By Linus Obogo
On the 21st of April, 2025, three days from today, the Northern Cross River Coalition (NORTHCCO) will not simply convene; it will converge—with clarity, conviction, and a cause that rings louder than ever before. This is more than a General Assembly. It is a reawakening. A gathering not just of people, but of destiny.
For too long, the narrative of the Northern zone has been filtered through the aperture of division—its diverse tongues mistaken for dissonance, its complex cultural map misunderstood as chaos. But those days appear over. The April 21st General Assembly marks a turning point: where scattered fragments are gathered, aligned, and transformed into unshakable force.
Here, in the crucible of collective will, something extraordinary will be forged.
The NORTHCCO General Assembly is not just a political event—it is a cultural and psychological reckoning. It is where long-held grievances are not brushed aside, but brought to the table with dignity. Where marginalization is met with mobilization. Where silence is replaced with speech, and despair gives way to determination.
It is a homecoming for every son and daughter of the North who has longed for unity with purpose. A space where identities are celebrated, not negotiated. Where the Bekwarra, Yala, the Mbube, Ejagham, the Bette, and every other proud people of the region speak not just for themselves—but for each other.

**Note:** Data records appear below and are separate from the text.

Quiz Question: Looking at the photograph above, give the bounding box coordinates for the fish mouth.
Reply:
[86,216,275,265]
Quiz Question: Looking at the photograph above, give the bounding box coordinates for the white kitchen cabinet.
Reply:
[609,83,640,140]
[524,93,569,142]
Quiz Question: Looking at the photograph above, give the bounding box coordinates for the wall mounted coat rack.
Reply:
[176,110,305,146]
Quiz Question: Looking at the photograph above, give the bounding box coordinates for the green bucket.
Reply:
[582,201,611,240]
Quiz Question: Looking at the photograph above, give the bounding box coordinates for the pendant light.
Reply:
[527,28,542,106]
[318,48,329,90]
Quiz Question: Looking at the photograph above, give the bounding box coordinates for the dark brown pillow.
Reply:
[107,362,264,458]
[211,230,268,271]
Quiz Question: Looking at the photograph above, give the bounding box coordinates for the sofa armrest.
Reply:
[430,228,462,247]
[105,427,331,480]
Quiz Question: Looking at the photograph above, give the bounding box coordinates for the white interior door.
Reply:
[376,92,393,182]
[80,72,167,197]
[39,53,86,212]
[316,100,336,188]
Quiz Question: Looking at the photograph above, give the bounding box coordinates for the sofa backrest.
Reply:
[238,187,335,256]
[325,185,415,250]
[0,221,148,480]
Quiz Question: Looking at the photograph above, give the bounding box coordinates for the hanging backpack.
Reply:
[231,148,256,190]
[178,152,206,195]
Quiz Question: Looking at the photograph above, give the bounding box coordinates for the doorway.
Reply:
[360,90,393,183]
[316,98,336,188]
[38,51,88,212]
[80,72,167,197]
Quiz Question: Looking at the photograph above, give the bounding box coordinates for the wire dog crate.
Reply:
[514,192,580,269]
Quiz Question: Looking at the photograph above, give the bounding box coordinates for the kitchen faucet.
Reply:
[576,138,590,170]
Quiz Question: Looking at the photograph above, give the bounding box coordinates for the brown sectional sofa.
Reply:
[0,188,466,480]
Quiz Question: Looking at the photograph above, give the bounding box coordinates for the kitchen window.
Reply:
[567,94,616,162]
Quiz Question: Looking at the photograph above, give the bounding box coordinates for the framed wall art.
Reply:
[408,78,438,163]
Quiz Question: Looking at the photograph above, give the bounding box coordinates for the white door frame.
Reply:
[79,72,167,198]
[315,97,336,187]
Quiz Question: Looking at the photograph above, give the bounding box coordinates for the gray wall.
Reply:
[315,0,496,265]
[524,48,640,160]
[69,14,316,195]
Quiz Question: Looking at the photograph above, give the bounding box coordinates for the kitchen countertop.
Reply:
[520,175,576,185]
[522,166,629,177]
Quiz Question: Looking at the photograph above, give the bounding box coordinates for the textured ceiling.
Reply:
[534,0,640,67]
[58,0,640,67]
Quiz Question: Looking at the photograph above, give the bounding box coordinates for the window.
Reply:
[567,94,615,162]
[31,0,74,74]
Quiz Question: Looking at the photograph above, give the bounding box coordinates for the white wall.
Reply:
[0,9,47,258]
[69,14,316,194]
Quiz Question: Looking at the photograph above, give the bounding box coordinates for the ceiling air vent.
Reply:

This Assembly will not be built on rhetorics; it will be grounded in real needs. Every conversation is a building block. Every resolution taken, will be a step forward.
The socioeconomic flourishing of the region will no longer be a distant ideal—it will be a blueprint drafted in real-time, by real people, for real impact.
What makes this moment even more crucial is the leadership being looked up to. His Excellency, Senator Bassey Edet Otu, and his Deputy, Rt. Hon. Peter Odey, they are not just servant leaders, they are in touch with the incongruities that plague the North, attuned to the heartbeat of the region. Their governance is marked by vision, decisiveness, and a firm belief that unity is not weakness, but power.
In resolute harmony, NORTHCCO, ahead of 2027, casts its full weight behind the indomitable tag team of His Excellency, the Sweet Prince, whose leadership is both a promise and a pathway and his loyal and steadfast Deputy, son of the soil, Rt. Hon. Peter Odey. With each stride they take, the region surges forward, shedding hesitation and embracing its own power.
The power of this moment lies not only in who is at the table, but in who is finally being heard. Women whose voices have too long been hushed. Youth who have ideas waiting to be unleashed. Elders whose wisdom still burns with urgency and relevance. Entrepreneurs, educators, artisans, farmers—this is their forum, their future, their fight.
From the outskirts of Obudu, the Rocky mountains of Obanliku, the sleepy villages of Bekwarra, the saline steads of Yala to the bustling heart of Ogoja, the message rings clear: the era of waiting is over. The age of acting, together, has begun.
Let it be noted that the North is no longer a fragmented tale of forgotten potential. It is a rising force, organized around shared pain, bound by shared hope, and propelled by shared purpose.
Let the Assembly echo with visions that outlast speeches. Let it birth decisions that endure beyond the moment. Let every handshake signal partnership, every policy reflect the pulse of the people, and every promise carry the weight of commitment.
This is NORTHCCO’s bold new dawn. A dawn where unity will no longer be an aspiration, but a discipline.
Where identity is not a source of strife, but a song of strength.
Where the North no longer waits for a seat at the table—but builds the table itself.
Let the flame be lit.
Let the North rise, not in fragments, but in force.